ラスト・アサシン

ラスト・アサシン “Requiem pour une tueuse”

監督:ジェローメ・ル・グリ

出演:メラニー・ロラン、クロヴィス・クロニアック、
   チェッキー・カリョ、クザヴィエ・ガレ、
   クリストファー・スティルス、コッラード・インヴェルニッツィ

評価:★★




 ヒロインは殺し屋なのに銃を持たない。結構なことだ。最近は身分を忘れて、街中でも平気で銃を乱射する殺し屋ばかりだもの。己の仕事に美学を持ち、一般人に迷惑をかけることなく標的を仕留める者こそ、本物の殺し屋だろう。しかし、だからと言って、銃に代わる殺害方法がレモンやハンカチに毒を仕込むというのは、あまりにも地味かもしれない。

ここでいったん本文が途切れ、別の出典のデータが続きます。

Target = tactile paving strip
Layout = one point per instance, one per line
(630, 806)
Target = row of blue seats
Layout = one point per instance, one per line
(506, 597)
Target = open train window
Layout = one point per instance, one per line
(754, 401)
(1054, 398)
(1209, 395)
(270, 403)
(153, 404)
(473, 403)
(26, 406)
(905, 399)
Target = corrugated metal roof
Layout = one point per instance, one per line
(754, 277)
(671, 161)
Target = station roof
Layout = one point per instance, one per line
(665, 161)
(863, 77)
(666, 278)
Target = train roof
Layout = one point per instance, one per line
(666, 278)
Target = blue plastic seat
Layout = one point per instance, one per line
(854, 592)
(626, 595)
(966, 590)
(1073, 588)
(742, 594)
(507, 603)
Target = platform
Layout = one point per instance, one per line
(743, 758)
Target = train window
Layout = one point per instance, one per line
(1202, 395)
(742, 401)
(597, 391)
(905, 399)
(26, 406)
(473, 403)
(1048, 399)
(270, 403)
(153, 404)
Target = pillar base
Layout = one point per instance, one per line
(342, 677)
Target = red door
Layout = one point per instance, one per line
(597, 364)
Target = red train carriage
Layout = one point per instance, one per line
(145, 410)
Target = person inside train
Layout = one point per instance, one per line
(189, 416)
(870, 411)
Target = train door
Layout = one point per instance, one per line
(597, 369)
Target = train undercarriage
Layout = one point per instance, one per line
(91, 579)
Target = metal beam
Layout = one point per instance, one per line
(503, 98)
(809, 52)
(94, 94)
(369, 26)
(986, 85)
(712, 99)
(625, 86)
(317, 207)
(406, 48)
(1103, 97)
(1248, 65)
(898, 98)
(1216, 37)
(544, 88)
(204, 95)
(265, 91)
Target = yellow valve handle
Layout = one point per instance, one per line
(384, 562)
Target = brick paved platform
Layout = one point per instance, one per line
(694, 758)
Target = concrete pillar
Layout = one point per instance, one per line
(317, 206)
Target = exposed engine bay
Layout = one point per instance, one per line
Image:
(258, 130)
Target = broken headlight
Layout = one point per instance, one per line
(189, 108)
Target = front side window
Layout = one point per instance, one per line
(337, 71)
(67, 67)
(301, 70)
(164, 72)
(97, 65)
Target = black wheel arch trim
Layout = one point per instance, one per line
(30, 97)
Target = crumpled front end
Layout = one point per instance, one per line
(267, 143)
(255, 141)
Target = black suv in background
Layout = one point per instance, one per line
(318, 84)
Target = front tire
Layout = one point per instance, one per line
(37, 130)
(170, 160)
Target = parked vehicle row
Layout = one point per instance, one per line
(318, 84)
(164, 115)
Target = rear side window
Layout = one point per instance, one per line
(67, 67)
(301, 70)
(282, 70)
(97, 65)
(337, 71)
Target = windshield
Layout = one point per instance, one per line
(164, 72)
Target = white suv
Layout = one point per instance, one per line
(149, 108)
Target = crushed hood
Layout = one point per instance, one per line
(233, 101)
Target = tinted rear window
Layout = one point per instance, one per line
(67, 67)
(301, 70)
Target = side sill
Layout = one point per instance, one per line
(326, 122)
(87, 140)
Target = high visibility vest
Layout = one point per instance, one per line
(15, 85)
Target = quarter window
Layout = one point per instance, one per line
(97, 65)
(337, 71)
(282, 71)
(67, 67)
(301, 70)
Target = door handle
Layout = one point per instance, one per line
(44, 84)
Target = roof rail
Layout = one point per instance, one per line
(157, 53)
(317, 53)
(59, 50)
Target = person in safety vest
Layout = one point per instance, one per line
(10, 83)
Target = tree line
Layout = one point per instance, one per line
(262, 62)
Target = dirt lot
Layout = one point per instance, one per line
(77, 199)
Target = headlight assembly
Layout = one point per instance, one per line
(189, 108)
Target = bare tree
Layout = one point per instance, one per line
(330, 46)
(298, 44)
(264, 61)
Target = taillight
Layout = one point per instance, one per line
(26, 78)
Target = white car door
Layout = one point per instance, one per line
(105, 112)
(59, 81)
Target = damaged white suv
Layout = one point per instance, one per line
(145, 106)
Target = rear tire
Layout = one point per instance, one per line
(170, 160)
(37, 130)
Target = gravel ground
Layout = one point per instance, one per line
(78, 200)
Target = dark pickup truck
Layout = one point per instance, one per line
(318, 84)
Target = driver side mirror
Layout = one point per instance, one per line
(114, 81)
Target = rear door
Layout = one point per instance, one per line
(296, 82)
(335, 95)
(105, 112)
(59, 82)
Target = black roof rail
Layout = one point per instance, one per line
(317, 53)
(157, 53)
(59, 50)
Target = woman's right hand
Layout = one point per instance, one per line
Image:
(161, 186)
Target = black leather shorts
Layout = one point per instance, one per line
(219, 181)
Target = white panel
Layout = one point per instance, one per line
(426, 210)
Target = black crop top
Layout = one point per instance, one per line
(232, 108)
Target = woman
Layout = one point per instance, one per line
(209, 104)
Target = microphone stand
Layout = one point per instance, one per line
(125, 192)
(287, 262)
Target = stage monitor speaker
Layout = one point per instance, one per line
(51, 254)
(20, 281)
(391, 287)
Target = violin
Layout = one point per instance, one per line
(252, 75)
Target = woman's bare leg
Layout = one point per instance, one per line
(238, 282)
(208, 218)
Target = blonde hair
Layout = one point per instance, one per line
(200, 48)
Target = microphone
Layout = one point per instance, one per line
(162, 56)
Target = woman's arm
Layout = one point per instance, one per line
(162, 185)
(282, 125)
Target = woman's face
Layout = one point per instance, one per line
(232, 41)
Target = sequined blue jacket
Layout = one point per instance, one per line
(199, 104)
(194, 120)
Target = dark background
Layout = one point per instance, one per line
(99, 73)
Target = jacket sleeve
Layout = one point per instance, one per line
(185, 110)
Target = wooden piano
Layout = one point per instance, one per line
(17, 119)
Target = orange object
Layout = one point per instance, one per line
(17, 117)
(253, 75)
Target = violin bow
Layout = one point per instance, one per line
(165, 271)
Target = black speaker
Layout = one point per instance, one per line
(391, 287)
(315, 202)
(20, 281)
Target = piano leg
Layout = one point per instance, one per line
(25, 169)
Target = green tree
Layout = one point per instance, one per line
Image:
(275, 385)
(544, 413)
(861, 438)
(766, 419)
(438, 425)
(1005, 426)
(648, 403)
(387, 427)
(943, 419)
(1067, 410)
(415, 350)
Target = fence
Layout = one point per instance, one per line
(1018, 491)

 『ラスト・アサシン』にはアクションと呼べる派手な描写が見当たらない。だからそれを補うために心理サスペンスを狙う。ところが、人物の動きが少ないがゆえ、画面にメリハリというものが皆無だ。当然あるべき緊張感も探すのに一苦労を強いられる。世界最高峰の殺し屋であるはずなのに、その実力を示す場面すらないのだ。むしろツメが甘く、素人に毛が生えた程度の動きでしかない。フランスの美しい山中、田舎の風景に癒されている場合ではない。

 ただ、ミステリーの妙味は良く出ている。アクションもサスペンスもないのにどうしてそれが可能だったのか。単調な画面ではあるものの、編集に一工夫仕込まれているのだ。

 実はこの映画、最初から登場人物の立ち位置が丸見えだ。引退を考える女殺し屋。彼女に最後の指令を出す初老の男。その彼に依頼を持ち込む謎の紳士。謎の紳士により女の監視を強要される劇場の支配人。女の標的となるオペラ歌手。女を捕まえる任務を負う元諜報員。それぞれが目的を持って行動していて、その思惑が複雑に交錯する。途中から目的が変更になる者もいる。思惑が丸見えのため、物語を追っているだけのように見える危険を秘めている。謎が謎にならない危険が散らばっている。

 ここで作り手は大胆な勝負に出てる。通常の映画ならば念入りに描くだろうエピソードとエピソードを繋ぎ合わせる場面を次々にカットするのだ。したがって人物の行動に唐突感が浮上する。これが面白い。場面と場面の間に何があったのか、それを想像させることで、この映画ならではの奇妙なリズムを作っている。余白に謎が雪崩れ込み、いつしか予期しなかったコクで満たされる。

 メラニー・ロランを眺める楽しみもある。真っ白な肌。ブルーの瞳、ブラウンのアイメイク、輝くブロンド。まるでアルフレッド・ヒッチコック映画のヒロインのような雰囲気を振り撒くロランが美しい。明るい笑い顔よりも謎めいた微笑がイイ。久しぶりにクールビューティという言葉を思い出す。

 ただ、歌唱場面には苦笑い。かつて歌手を目指していて、オペラ歌手として現場に潜り込むという設定。そしてクライマックスでは大勢の観客の前に立ち、ソロでオペラを歌い上げるのだ。これがどう考えてもロランの声ではなくて、必死に声に口を合わせている様が、うーん、なんだか滑稽に映る。いちばん身を乗り出すべきところで、これはないだろう。